The main indicators of the US market have had five consecutive weeks of gains, driven largely by expectations that the Fed will begin to lower the reference interest rate this year, something that recent inflation data once again calls into question.

By sectors, red dominated, with the largest losses for non-essential goods (-1.96%) and the real estate sector (-1.84%). Among the 30 Dow Jones listed companies, the largest gains were for Disney (1.08%), while Walgreens (-4.77%) and Goldman Sachs (-3.54%) led the losses.

The barrel of US West Texas Intermediate (WTI) oil for March rose 1.23% to $77.87, while the price of North Sea Brent for delivery in April gained 0.93% to $82.77.

“The latest figures, which show a reacceleration” of the inflation rate, “especially in the three- and six-month readings (…), support the Fed’s view that rate cuts are not imminent,” observed Rubeela Farooqi , chief economist at High Frequency Economics.

The value of Treasury bonds increases

Treasury bond rates reacted higher. The 10-year paper yields remained at 4.30% against 4.17% on Tuesday, at a high in almost two and a half months. Two-year bond rates jumped to 4.64% from 4.47%.

For Ian Shepherdson, of Pantheon Macroecononomics, the inflation data is “an unpleasant surprise” but it does not change the trend, which is towards a decrease in inflation.

Similarly, for Maris Ogg, of Tower Bridge Advisors, the January CPI is “an incident along the way.”

Among the stocks of the day, Coca Cola, a top member of the Dow Jones, fell 0.59% despite quarterly results that benefited from both higher sales and higher prices.

The online commerce platform Shopify sank 13.40% on its side. Its quarterly results exceeded expectations, but the projections disappointed the market.

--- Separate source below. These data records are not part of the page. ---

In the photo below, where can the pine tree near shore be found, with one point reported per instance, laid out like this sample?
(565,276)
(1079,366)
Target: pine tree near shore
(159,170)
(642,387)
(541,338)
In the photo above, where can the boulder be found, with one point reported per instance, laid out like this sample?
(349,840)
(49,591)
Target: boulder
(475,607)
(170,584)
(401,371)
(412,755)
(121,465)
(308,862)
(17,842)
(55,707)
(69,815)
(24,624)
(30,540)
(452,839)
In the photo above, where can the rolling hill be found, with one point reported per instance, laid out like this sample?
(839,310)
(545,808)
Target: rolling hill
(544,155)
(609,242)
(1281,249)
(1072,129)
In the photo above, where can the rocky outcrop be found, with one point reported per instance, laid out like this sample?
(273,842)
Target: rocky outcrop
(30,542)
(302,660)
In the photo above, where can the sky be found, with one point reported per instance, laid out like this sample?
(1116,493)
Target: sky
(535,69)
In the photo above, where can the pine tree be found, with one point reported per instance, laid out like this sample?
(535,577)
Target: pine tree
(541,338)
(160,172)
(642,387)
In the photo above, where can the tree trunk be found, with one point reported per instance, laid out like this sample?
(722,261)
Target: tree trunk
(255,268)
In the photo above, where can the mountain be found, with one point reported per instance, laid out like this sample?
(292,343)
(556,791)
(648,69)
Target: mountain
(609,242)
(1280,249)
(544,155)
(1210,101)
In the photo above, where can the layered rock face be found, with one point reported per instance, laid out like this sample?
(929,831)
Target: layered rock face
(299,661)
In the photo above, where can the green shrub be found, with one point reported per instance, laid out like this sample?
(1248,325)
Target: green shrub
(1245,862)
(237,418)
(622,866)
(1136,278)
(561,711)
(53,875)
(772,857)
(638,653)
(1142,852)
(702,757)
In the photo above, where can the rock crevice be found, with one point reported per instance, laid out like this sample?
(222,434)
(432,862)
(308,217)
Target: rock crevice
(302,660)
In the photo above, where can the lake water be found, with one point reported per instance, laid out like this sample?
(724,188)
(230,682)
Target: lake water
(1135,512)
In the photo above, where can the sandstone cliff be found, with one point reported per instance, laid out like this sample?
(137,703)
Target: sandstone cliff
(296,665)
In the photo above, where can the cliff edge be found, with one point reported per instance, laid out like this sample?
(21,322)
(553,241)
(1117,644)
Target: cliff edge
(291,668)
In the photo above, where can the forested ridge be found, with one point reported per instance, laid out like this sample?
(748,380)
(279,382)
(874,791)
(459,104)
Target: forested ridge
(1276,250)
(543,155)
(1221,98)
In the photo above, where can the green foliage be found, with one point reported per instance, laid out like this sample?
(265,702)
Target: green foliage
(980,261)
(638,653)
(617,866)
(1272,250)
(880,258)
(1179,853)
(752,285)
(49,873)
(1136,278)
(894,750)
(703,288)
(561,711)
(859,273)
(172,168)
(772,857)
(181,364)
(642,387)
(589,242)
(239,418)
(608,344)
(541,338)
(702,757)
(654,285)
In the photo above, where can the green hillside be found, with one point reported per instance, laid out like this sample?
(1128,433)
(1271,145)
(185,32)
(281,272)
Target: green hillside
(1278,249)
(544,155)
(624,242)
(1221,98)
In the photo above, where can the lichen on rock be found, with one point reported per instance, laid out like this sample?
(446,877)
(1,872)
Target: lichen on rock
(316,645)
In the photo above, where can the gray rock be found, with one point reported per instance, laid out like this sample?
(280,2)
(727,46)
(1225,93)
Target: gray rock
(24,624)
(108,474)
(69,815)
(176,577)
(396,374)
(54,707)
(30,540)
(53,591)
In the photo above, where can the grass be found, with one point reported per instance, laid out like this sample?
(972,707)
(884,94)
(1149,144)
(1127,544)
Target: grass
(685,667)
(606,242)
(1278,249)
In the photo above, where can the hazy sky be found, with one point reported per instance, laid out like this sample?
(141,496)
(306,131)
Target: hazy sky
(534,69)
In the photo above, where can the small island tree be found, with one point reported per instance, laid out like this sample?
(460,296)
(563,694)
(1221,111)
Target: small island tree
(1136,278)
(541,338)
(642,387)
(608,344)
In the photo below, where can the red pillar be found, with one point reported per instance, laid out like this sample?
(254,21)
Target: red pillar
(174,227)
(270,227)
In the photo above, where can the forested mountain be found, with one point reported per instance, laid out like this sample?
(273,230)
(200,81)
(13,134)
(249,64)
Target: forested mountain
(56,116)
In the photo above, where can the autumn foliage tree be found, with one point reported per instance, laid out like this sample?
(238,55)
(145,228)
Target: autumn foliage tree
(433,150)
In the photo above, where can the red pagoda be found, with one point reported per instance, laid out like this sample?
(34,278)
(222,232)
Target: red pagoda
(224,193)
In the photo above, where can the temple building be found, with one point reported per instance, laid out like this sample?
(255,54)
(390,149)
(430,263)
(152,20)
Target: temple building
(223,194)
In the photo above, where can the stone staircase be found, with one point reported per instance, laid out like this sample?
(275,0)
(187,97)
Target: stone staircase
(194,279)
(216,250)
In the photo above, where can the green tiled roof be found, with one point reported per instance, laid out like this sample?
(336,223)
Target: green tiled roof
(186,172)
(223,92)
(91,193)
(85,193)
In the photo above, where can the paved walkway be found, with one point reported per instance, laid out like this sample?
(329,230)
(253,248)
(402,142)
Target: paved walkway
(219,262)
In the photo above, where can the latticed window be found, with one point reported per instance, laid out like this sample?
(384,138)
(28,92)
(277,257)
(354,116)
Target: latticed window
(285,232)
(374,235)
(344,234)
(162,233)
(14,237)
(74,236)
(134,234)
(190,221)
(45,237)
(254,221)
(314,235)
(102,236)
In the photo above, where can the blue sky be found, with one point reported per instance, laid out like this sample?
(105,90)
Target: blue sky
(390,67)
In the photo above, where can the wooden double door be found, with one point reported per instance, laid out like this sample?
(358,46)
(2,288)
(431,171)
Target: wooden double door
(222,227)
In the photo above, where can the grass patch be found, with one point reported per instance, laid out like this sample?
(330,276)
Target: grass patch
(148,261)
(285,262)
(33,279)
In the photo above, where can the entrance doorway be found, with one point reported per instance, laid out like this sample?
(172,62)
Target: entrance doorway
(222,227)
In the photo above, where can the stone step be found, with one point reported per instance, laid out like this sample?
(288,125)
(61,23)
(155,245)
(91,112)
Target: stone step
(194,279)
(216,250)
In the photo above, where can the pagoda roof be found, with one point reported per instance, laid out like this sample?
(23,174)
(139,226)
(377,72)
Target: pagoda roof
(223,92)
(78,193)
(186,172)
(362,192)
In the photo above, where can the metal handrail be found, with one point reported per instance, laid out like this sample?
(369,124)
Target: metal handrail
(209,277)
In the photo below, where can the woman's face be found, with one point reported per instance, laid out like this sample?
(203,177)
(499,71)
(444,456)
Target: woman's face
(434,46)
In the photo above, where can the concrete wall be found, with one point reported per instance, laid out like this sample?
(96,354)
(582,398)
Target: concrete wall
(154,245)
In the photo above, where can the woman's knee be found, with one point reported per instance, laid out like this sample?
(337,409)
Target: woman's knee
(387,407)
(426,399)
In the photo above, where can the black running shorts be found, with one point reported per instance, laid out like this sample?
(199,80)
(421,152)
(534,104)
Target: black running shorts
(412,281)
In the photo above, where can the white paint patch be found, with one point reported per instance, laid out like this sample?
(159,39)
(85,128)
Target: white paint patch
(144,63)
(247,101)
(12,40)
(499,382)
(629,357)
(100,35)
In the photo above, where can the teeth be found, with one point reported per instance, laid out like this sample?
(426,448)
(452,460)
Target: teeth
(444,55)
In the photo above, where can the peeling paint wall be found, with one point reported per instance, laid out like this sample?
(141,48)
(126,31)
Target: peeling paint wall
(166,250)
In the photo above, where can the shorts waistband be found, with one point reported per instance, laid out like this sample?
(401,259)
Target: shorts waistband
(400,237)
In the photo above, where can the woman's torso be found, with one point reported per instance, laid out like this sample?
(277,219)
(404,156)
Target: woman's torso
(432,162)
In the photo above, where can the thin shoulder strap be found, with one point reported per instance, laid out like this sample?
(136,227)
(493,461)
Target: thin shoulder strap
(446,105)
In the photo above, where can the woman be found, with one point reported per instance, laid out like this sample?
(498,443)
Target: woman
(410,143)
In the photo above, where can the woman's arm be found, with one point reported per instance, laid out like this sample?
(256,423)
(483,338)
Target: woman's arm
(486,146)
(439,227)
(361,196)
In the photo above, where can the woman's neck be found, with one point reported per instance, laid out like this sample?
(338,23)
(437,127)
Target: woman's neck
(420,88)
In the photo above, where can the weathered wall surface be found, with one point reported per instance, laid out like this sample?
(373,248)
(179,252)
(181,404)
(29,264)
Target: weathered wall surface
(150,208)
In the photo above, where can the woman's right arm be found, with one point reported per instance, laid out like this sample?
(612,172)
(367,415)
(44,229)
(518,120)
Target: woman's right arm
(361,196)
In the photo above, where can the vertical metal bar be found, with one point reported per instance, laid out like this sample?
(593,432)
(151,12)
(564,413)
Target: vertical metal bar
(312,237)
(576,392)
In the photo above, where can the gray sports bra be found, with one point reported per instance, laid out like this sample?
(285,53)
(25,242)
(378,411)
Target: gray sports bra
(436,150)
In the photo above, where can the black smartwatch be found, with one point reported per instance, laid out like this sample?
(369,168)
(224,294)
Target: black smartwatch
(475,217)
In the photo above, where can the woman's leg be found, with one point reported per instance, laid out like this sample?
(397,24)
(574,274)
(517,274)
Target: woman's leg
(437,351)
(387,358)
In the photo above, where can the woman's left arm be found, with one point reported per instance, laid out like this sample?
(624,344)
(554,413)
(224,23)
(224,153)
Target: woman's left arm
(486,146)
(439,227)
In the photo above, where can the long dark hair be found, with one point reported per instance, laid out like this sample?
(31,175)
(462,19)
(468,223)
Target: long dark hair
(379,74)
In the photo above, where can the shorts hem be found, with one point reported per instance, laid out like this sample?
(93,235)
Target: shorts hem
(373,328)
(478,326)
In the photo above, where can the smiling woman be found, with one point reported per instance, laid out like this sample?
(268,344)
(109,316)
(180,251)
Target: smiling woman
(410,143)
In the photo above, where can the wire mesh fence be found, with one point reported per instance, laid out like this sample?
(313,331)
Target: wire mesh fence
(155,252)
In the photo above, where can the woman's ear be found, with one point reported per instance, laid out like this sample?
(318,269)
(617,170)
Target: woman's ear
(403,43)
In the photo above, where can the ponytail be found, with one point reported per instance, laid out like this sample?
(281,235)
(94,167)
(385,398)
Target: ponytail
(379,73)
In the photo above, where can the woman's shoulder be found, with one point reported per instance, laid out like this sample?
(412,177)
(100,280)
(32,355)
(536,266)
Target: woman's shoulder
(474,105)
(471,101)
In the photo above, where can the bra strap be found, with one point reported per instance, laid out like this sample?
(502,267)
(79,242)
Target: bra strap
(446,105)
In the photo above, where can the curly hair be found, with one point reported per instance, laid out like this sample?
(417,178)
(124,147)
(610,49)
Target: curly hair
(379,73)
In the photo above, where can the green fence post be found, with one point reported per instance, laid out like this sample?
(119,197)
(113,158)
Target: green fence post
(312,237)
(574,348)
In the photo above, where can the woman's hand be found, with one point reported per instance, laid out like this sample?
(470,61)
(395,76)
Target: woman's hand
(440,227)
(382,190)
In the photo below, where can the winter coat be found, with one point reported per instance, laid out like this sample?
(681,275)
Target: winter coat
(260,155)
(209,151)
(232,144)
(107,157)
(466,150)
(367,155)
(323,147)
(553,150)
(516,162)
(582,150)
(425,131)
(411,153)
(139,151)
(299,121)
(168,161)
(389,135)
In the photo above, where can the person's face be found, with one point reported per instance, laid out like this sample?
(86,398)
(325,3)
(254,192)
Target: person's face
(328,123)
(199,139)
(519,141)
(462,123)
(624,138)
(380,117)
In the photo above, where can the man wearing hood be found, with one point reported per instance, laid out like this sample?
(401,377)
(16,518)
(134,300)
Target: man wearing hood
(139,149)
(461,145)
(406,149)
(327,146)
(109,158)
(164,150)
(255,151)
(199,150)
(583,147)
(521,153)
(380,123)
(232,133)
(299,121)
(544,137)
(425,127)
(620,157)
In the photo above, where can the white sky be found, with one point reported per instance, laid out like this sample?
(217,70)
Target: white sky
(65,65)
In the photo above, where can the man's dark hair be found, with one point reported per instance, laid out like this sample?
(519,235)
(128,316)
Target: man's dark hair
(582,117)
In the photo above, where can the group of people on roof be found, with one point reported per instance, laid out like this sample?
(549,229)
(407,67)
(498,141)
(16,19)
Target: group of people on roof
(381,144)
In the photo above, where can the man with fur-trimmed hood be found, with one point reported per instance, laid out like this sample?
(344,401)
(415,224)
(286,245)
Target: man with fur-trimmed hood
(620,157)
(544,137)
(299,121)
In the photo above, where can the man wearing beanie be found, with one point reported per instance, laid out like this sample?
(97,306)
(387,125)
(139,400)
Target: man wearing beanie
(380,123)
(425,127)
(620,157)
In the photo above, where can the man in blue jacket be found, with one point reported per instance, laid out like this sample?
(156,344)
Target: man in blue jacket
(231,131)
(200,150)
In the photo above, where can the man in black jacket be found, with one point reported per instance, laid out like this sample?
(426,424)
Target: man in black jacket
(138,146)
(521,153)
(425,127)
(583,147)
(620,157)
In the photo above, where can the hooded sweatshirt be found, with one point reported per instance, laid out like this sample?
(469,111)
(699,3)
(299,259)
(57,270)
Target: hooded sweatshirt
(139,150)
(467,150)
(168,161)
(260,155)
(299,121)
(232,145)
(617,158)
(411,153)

Airbnb returned the smile to some operators after the closure, by publishing its results. After ending with a fall of 1.94%, its shares took off 8% in electronic exchanges after hours thanks to sales above expectations in 2023.

The group foresees a growth of 12-14% in its turnover in 2024.

Lyft, Uber’s competitor, soared 28% after the close, after announcing results that exceeded forecasts and the expectation of reaching balance in its finances this year.

The online brokerage platform Robinhood, for its part, rose 12% after the close, after publishing a 37% higher turnover in the last quarter of the year than in the same period of 2022.

Source: With information from AFP.

Tarun Kumar

I'm Tarun Kumar, and I'm passionate about writing engaging content for businesses. I specialize in topics like news, showbiz, technology, travel, food and more.